Now, in a recent statement, he has addressed the foreign ministers of the five professed nuclear-armed countries who met in Paris to discuss the nuclear-disarmament commitments that they made at last year’s Nuclear Non-Proliferation Treaty review conference.

He boldly pointed out that nuclear apartheid will not stand, that the continued development of new nuclear technologies cannot be reconciled with a call for a world free of nuclear weapons.
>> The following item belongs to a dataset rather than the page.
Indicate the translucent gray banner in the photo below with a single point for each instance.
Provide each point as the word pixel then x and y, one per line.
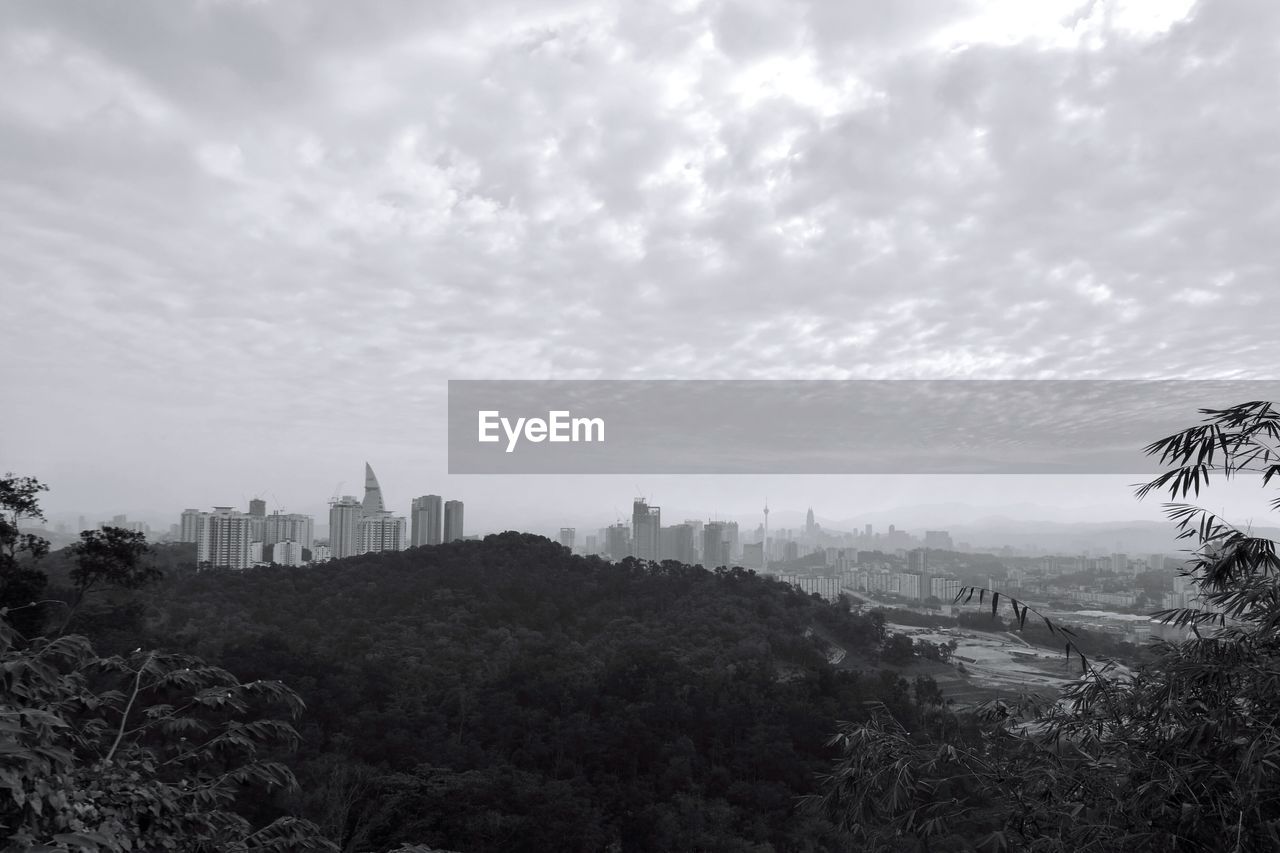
pixel 824 427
Furthermore, he pointed out, “The U.S. has allocated $185 billion to augment its nuclear stockpile over the next decade, on top of the ordinary annual nuclear-weapons budget of more than $50 billion.”

He explains that nuclear-armed drones are “H-bombs deliverable by remote control.” Echoing President Dwight Eisenhower’s last presidential words, Tutu cried, “Every dollar invested in bolstering a country’s nuclear arsenal is a diversion of resources from its schools, hospitals, and other social services, and a theft from the millions around the globe who go hungry or are denied access to basic medicines.”

As a supporter of the International Campaign to Abolish Nuclear Weapons, he called on the political will to support a “nuclear-weapons convention similar to existing treaties banning biological and chemical arms to anti-personnel land mines and cluster munitions.” Now, “we, the people” must call on our leaders to stop the nuclear madness.